Я чуть не забыл еще об одном романтическом пассажире — о бабочке с устья Амазонки. Когда наше судно два месяца назад оставило побережье Южной Америки и направилось на мглистый север, она случайно оказалась на борту. Забившись где-то в темном углу «Хилари», бабочка заснула на несколько недель. Какие же кошмарные сны мучали эту жительницу знойного леса, когда осенний ветер свистел у Британских островов! Однако бабочка выжила и, как только наше судно вновь пересекало тропик Рака и вошло в область теплых ветров, запорхала в солнечных лучах. Но далеко она не улетала, предусмотрительно держась позади трубы, чтобы ветер не сдул ее с палубы.

Несколько крупнее, чем наша крапивница, она была светло-коричневая с черными крапинками и рядом белых точек на краях крыльев. Мы оживленно приветствовали прекрасную предвестницу Амазонки. Некоторые пытались поймать ее, но она счастливо избежала чересчур ласковых рук, а потом куда-то исчезла.

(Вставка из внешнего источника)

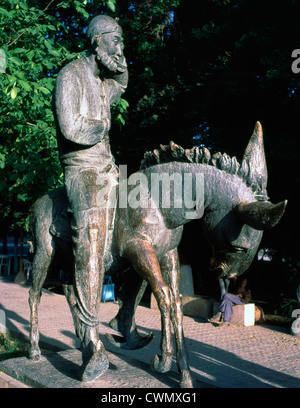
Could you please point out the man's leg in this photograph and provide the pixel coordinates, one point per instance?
(226, 306)
(89, 225)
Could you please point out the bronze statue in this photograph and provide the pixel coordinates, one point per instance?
(235, 212)
(85, 89)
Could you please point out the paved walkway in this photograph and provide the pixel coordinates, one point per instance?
(235, 356)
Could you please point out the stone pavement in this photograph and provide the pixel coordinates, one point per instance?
(230, 357)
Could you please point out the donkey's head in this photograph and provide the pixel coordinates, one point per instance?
(235, 226)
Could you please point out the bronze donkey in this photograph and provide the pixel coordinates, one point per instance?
(234, 211)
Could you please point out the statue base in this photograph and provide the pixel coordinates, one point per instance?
(60, 370)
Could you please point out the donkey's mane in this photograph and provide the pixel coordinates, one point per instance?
(201, 155)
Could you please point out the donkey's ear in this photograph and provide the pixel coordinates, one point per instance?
(261, 215)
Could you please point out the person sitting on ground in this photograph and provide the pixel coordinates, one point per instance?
(241, 295)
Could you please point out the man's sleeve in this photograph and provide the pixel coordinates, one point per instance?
(73, 125)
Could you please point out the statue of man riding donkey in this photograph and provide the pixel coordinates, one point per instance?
(98, 235)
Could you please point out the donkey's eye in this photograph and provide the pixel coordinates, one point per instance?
(239, 249)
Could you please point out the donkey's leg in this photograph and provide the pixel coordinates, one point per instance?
(40, 266)
(171, 272)
(133, 288)
(143, 258)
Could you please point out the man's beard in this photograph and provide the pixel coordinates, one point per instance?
(106, 60)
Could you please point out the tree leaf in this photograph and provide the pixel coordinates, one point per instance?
(14, 93)
(111, 5)
(3, 61)
(15, 60)
(25, 85)
(44, 90)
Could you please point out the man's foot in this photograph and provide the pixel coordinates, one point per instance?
(224, 324)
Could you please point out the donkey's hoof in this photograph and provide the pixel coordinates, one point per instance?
(187, 380)
(114, 324)
(34, 355)
(96, 365)
(161, 364)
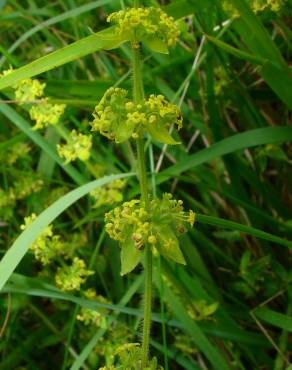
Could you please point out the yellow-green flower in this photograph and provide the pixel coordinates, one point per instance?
(118, 118)
(46, 114)
(47, 246)
(78, 146)
(71, 277)
(108, 194)
(145, 24)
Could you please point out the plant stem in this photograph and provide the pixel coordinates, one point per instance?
(138, 96)
(147, 306)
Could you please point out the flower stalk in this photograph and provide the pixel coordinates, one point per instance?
(138, 95)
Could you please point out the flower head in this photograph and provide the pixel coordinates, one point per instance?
(119, 118)
(158, 225)
(146, 24)
(47, 246)
(78, 146)
(108, 194)
(71, 277)
(46, 114)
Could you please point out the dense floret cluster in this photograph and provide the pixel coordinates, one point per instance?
(132, 225)
(77, 146)
(71, 277)
(118, 118)
(146, 23)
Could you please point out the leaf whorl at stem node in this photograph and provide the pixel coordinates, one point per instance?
(146, 25)
(159, 226)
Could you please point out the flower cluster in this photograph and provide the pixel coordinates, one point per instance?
(146, 24)
(132, 225)
(28, 90)
(118, 118)
(44, 113)
(71, 277)
(108, 194)
(47, 246)
(14, 152)
(91, 317)
(257, 6)
(78, 146)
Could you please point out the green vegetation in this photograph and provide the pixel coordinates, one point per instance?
(145, 188)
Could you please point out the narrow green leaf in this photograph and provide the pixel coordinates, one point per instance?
(274, 318)
(106, 39)
(216, 221)
(229, 145)
(161, 134)
(236, 52)
(156, 45)
(191, 327)
(77, 11)
(17, 251)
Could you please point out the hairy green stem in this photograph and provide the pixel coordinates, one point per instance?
(138, 95)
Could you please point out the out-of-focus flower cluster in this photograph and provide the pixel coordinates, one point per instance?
(132, 225)
(143, 24)
(29, 91)
(22, 187)
(47, 246)
(51, 249)
(77, 146)
(118, 118)
(71, 277)
(257, 6)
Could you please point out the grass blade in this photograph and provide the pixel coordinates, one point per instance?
(17, 251)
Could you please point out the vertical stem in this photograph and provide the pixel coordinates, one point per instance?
(138, 96)
(147, 306)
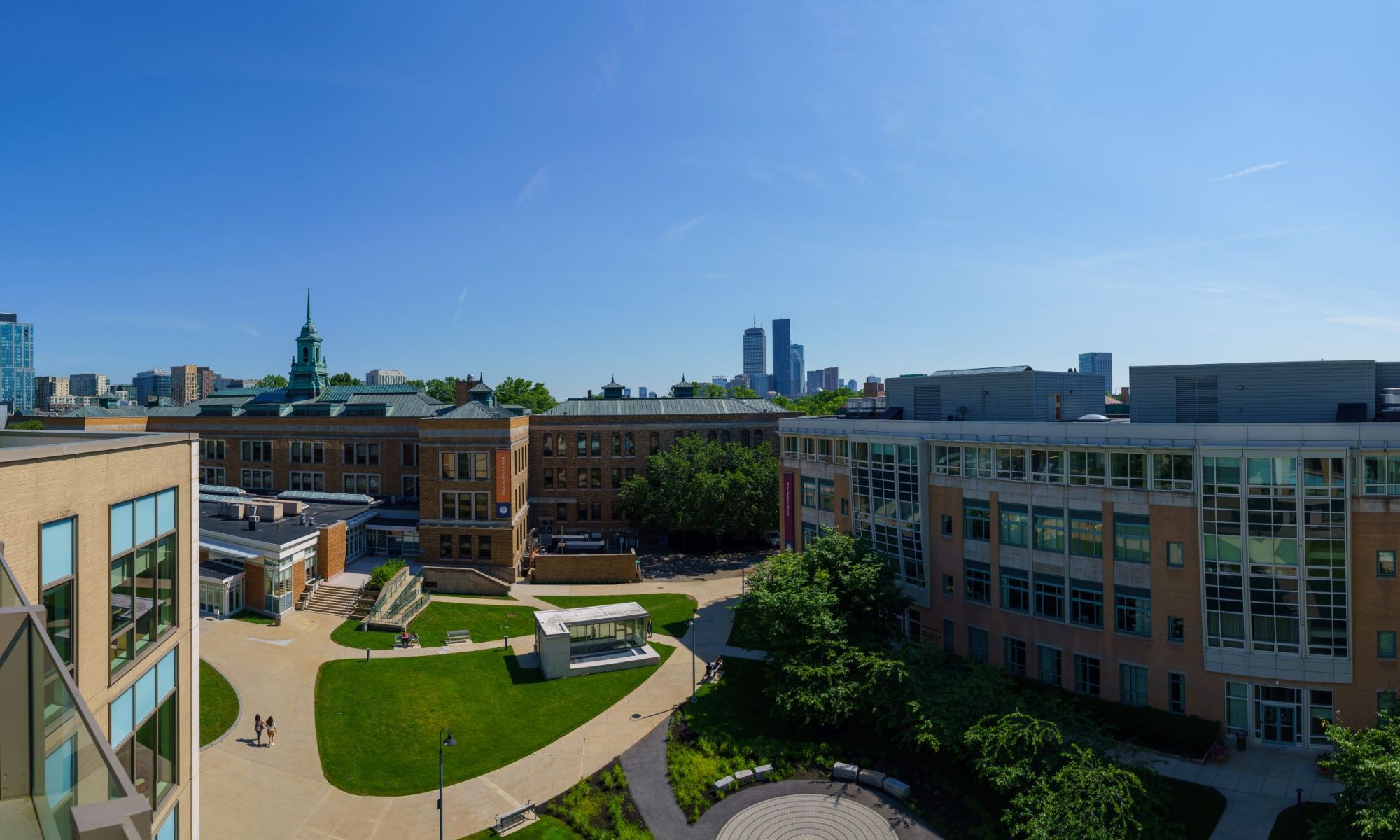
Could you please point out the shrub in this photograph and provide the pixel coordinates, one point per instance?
(384, 572)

Впрочем, бабочка не покинула судна. На следующий день мы увидели ее снова и затем ежедневно любовались по нескольку минут порханием нашей цветистой спутницы.

— Limenitis archippus! — определил Гуммель с важностью. Впрочем, с такого расстояния он мог и ошибиться.

Каждый раз вид этого экзотичного пассажира трогал меня до глубины души. Было что-то очень привлекательное и забавное в этом крылатом Одиссее: сама того не желая, бабочка пересекла океан, а сейчас, невредимая и, вероятно, истосковавшаяся, возвращается в родные края.

Я увидел ее в последний раз вблизи Сеары, когда перед нами показался песчаный берег. Поднимаясь все выше и выше, она сделала несколько кругов над «Хилари», словно прощаясь с нами, и, уносимая попутным ветром, устремилась к берегу. И вот уже яркая бабочка, сумевшая затронуть сердца стольких людей, скрылась из виду.


Ягуар на Вер-у-песу

На другой же день после прибытия «Хилари» в Пара, прогуливаясь по берегу реки, в нескольких сотнях шагов от крайних домов предместья, в густом лесу я увидел поразившую меня картину — группу чудесных стройных пальм.

Приветливый Эмилиано — смуглый бродяга, ленивый и гордый, идальго и оборванец в одном лице, мой самозваный опекун и проводник, который привязался ко мне и теперь не отстает, — заметив мое изумление при виде пальм, услужливо поясняет:

— Асаи!

И восхищенно цокает языком.

Всюду на Юге — в Сеаре, Пернамбуку, Байе, Рио-де-Жанейро — я встречал кокосовые пальмы и любовался ими, полагая, что именно они наиболее живописные представители тропической флоры. Я ошибался: пальмы асаи на Амазонке еще красивее. Они напоминают кокосовые, но еще более стройные, более изящные, невероятно высокие и тонкие. Они так прекрасны, что вы обязательно будете восхищаться ими, не в силах противиться их очарованию.

И вот над самым берегом реки Пара, которая является всего лишь южным рукавом Амазонки, вознеслись высоко-высоко над лесом четыре или пять пальм асаи. Изящные опахала их листьев колышутся над водой; кажется, что асаи, словно светлые посланцы сумрачного тропического леса, из которого они вырвались, радостно приветствуют гостей.

— Ел ли сеньор орехи асаи? — спрашивает меня Эмилиано.

— Нет.

Эмилиано причмокивает и смешно поводит глазами.

— Райский плод! Quern tomo assay, para agui, — говорит он, что означает: кто ел асаи, тот останется здесь навсегда.

В Пара, правда, я не остался, хотя позднее не раз лакомился поистине изумительными орехами. Но первое впечатление, которое произвела на меня красота пальм асаи, сохранится в моей душе, пожалуй, навсегда.